The RGNC is open with the following temporary restrictions. They are subject to change without notice.
Face coverings are required in the Visitor Center.
- Social distancing is required; step aside as needed where our paths are less than 6 feet wide.
- No guided programs are available.
- Walk-in and bike-in visitation are allowed.
- The west gate to the bosque trails is open; the bike and bosque trails can be accessed from the park.
- Service dogs only; no pets.
- Day-use fees or display of applicable permit are required; check or exact change only please. Day-use permits can be purchased with a credit card at https://www.reserveamerica.
- State Parks annual day use and camping permits are available for sale with check or exact change only. Please call the park for questions about the extension of expired camping permits.
- Friends memberships are available on-line, at the Visitor Center or through the mail.
Details are constantly changing, but this is the information as of May 18, 2021.
When? August 14, 2021
Summer Wings is an annual festival (that wasn’t able to happen last year!) that highlights the birds, bats, dragonflies and other winged creatures found at the Rio Grande Nature Center.
BioBlitz walks in which participants look for and list as many species as possible of birds, mammals, insects and plants provide opportunities for Citizen Science. There will also be nature and bird walks, exploration of the macro-invertebrates at the Discovery Pond, and educational arts and crafts.
Wild Life Rescue will be on-site with some of their rescued birds.
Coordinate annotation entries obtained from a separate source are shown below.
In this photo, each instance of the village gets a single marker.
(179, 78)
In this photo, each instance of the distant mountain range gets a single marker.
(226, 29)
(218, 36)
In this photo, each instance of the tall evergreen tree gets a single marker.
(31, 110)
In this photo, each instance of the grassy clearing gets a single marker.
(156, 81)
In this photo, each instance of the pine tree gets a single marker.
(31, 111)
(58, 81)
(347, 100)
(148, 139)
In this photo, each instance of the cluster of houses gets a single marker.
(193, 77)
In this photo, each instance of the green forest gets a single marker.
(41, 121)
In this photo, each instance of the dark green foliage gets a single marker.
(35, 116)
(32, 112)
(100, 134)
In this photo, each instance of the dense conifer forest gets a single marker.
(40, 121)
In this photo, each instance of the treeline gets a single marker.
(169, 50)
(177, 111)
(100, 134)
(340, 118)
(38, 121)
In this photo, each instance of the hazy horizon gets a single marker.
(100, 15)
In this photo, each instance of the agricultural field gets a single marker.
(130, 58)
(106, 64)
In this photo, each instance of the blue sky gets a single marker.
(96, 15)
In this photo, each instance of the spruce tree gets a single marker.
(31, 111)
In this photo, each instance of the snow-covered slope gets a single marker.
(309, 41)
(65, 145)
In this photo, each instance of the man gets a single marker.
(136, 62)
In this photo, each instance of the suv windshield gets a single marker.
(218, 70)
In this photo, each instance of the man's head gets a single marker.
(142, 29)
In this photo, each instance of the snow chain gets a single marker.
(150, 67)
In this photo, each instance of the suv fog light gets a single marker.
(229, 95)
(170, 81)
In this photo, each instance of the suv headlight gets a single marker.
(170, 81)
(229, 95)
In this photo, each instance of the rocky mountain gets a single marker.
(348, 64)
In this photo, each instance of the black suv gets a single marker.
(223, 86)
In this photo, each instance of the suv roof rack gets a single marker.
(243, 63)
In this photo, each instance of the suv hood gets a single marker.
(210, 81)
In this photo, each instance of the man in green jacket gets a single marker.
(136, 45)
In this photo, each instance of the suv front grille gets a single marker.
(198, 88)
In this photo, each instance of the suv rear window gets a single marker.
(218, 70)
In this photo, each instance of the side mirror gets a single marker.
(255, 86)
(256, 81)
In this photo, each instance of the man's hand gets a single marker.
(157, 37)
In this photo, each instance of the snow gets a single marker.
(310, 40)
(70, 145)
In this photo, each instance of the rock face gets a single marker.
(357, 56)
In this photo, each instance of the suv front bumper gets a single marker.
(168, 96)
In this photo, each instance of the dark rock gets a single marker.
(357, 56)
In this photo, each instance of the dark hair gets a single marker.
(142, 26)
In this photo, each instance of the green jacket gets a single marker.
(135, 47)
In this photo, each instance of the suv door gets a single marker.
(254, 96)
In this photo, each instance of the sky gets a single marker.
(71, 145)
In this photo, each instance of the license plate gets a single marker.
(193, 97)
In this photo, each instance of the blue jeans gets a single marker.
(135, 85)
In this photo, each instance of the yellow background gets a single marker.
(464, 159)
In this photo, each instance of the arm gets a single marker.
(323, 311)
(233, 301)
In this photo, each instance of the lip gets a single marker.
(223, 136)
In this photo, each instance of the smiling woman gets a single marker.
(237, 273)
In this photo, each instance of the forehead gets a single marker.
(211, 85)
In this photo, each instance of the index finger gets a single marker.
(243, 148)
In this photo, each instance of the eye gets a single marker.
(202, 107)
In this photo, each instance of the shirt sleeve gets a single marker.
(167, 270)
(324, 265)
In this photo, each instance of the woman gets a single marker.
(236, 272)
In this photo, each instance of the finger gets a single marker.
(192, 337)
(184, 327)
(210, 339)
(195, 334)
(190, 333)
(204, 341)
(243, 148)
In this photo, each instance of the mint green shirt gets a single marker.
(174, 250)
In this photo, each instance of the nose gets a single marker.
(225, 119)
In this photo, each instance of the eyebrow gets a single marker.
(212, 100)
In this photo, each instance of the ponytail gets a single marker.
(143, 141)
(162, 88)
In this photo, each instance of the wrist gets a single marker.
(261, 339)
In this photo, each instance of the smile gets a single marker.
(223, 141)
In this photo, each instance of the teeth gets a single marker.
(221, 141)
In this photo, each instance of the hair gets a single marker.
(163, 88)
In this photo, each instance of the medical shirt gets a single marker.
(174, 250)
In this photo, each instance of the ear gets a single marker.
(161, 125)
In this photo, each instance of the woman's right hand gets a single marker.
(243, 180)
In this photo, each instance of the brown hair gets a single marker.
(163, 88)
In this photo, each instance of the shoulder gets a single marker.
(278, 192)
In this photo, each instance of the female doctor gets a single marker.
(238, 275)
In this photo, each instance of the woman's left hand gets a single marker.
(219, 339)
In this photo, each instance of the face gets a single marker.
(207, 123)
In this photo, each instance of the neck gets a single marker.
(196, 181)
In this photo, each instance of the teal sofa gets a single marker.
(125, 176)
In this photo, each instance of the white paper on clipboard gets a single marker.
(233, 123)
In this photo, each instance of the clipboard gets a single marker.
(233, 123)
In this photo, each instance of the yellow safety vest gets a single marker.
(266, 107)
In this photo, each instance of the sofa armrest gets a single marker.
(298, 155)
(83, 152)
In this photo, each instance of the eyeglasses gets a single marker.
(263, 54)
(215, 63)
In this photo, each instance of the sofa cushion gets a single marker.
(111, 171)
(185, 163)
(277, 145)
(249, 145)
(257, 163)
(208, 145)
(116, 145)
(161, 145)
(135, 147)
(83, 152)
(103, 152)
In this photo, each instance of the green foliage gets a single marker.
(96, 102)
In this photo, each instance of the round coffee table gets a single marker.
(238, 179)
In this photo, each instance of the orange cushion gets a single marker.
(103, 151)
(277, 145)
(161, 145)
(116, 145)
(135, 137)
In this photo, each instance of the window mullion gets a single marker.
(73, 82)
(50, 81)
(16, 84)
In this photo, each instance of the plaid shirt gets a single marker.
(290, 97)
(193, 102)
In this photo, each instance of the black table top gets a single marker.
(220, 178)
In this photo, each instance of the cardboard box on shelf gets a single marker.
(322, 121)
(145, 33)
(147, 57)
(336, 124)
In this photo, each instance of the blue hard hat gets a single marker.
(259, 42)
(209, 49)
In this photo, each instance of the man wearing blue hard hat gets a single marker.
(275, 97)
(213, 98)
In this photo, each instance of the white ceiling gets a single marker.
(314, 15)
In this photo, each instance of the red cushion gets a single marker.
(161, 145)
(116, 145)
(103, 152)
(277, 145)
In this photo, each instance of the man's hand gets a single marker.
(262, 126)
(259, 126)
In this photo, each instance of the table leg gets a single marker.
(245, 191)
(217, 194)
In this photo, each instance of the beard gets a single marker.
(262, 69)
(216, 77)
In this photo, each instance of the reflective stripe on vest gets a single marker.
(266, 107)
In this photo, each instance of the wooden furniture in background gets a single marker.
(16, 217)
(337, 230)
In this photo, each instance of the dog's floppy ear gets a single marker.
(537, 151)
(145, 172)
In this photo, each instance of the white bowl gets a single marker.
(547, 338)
And of course the Nature Shop will be open!
A Turtle in the News
The Nature Center’s painted turtle, Chrysemys picta, is a native species that may encounter reproduction problems from increasingly warmer temperatures and sharp temperature swings introduced by climate change. Like a number of turtle species, along with crocodilians, some lizards, and the tuatara, painted turtle embryos undergo temperature-dependent sex determination during development inside the egg. Warmer temperatures tend to produce females while cooler readings bring forth males.
Researchers at Iowa State University exposed C. picta eggs to temperature fluctuations mimicking conditions in nature as well as to conditions where oscillations were exaggerated to mimic climate change scenarios. While higher temperatures continued to produce females, cooler temperatures, expected to produce males, under the influence of intensive heat fluctuations, also produced females. Embryos from warmer profiles remained female or died when the fluctuations intensified.
“The greater temperature oscillations associated with climate change add to the effect of just higher average temperatures,” noted the research director Nicole Valenzuela. “If an average increase in temperature is accompanied by greater variance, we’ll see populations becoming unisexual faster than anticipated. The greater oscillations add to the effect of just higher average temperature.” Valenzuela said the loss of habitat and exploitation has already left many turtles vulnerable to extinction, and climate change only adds to the peril these species face.